2023年7月2日 日曜日。
待ってました、佐野元春 & THE COYOTE BAND @ フェスティバルホール大阪。
昨年神戸で拝見したライブ、そして連続リリースされた二枚のアルバムの出来、特にコンセプト・アルバムとして発表された『今、何処』は、佐野元春史上、最高傑作だと思っている。
それをいよいよ体感できる。
ところが、開演前の館内アナウンスは、僕の心の中の盛り上がりに水を差すどころか、カチンと頭にくるものだった。

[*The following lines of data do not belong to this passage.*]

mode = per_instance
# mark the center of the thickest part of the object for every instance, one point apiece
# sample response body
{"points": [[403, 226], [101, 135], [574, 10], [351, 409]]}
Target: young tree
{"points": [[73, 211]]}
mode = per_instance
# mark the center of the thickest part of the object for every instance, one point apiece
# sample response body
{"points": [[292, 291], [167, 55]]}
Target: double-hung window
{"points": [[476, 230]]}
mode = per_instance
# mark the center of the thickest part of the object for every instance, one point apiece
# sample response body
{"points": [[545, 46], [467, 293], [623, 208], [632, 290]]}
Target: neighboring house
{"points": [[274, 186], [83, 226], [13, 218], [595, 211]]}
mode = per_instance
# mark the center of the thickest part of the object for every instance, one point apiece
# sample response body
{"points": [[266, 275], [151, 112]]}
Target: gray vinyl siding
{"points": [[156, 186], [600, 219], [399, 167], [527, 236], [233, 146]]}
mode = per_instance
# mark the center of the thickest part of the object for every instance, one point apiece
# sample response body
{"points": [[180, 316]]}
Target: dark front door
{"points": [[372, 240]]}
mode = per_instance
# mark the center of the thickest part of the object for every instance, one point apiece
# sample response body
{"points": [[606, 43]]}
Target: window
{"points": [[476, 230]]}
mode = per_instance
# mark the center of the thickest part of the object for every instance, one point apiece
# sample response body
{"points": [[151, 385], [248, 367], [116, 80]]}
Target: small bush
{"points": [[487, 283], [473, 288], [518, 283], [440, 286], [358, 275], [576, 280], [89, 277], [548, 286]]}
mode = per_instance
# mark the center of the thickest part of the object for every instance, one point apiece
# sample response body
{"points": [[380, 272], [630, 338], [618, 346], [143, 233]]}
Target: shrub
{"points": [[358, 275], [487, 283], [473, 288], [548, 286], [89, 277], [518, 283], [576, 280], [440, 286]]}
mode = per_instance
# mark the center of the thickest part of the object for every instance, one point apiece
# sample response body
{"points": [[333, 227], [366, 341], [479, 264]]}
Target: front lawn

携帯電話等に関する諸注意の後に告げられたポイントは、
①「新型コロナの〜は終了したが、ライブ中の声出しはできるだけ控えていただき…」
②「静かな曲の場合は、席に座って…」
③「バンド演奏のグルーヴを楽しんでいただくために、曲中の手拍子は、なるべくお控えください」
というもの。
まず、①の「できるだけ」って、何やねん?他のバンドであったけど、せめて「連続の声出しはお控えください」とか、もうちょっと(具体的な)言い方あるやろ。
②こちとら、静かな曲なら座ったり、静かな曲とて座っていられない時もあったり、そこは自分の感性のままにで動いてる。正直、アナウンスで言われるのは大きなお世話。
③②と同様の理由。そんなアナウンスで「乗り方」の強制なんて、初めてだ。
これら…佐野さんはOKしたんか?
預かり知らぬことか?
いや…③でわざわざグルーヴなんて言葉を使うのは、フェスティバルホールの発想では無いんじゃないか?つまり、佐野さんサイドの要求?
そんな風にイラつきながら、開演時間が迫る。
で。
「あれれ…⁈」
たいていの場合、開演直前には館内BGMの音量はガツンと上がり、ホール全体での手拍子が沸き起こり、メンバーの登場を熱く迎える。
だが、手拍子は起こっているが、この夜のBGMはゆったりした「あの」歌。
「ちょ。いまの会場の手拍子、まるで曲に合ってないぞ…」
そして、メンバー登場と流れるSE。(どちらが先か忘れた)
館内は割れんばかりの拍手と喝采…。
「待ってくれ!このSEからの空気感、拍手が邪魔!音に聴き入りたい!」
そして一曲目。
僕が座っていたのは二階席の壁寄りだったせいか、「手拍子」がうるさ過ぎて、演奏がかき消される…。
「そう言うことか!」
開演前のアナウンス、①②はともかく、③って佐野さんサイドの声かもな…。
一曲目が終わったのに、手拍子だけが少し続いた。
「みんな、演奏を聴いてる?」
僕は今まで、佐野さんのオーディエンスは「ノリ」が良く、音に柔軟に合わせられると思ってきた。
でも、この夜は、何かが違う。
みんな、「熱狂」しすぎ。
アルバムの完成度、久しぶりのライブ、佐野さんの快復ぶり。
熱くなるのはわからないでもない。
でも、音と噛み合っていない。
さて。
ロックのLIVEに手拍子は不可欠か?
音に合わせて自然に身体が動くとて、別に手拍子でなければならないことはないという、「当たり前」のことに気づく。と言うか、僕の身体が手拍子をしようとしなかった。
もちろん、手拍子を全否定するものではない。
楽曲によっては手拍子したくなったり、その手拍子ですら組み込んで、ライブ・パフォーマンスとして成立する楽曲だってある。
その夜、こう感じたのは、僕だけじゃないのかもしれない。なぜなら…館内のオーディエンスの「ノリ」に変化が…。
佐野さんの歌声、バンドのパフォーマンス、素晴らしかった!
音量的にはもうちょい上げてもよいかな?とは思ったが、音のバランスも良かった。
背後のスクリーンに映る映像も良かった。決して演奏を邪魔するようにしゃしゃり出ることもなく、演奏に意味を添えていた。また、スクリーンの下の方に、メンバーの「影」が映るのも良かった。
舞台監督さんを中とした、チーム・コヨーテ、GJ!
繰り返しになるが、僕は手拍子を全否定するわけじゃない。
ただ、オーディエンスとしての、惰性は要らない。その時、その場の「音」に、誠実に向かい合いたい。
それが僕にとっての、音を楽しむということ。
そして、そういう楽しみ方をさせてくれる、佐野元春 and THE COYOTE BAND に感謝。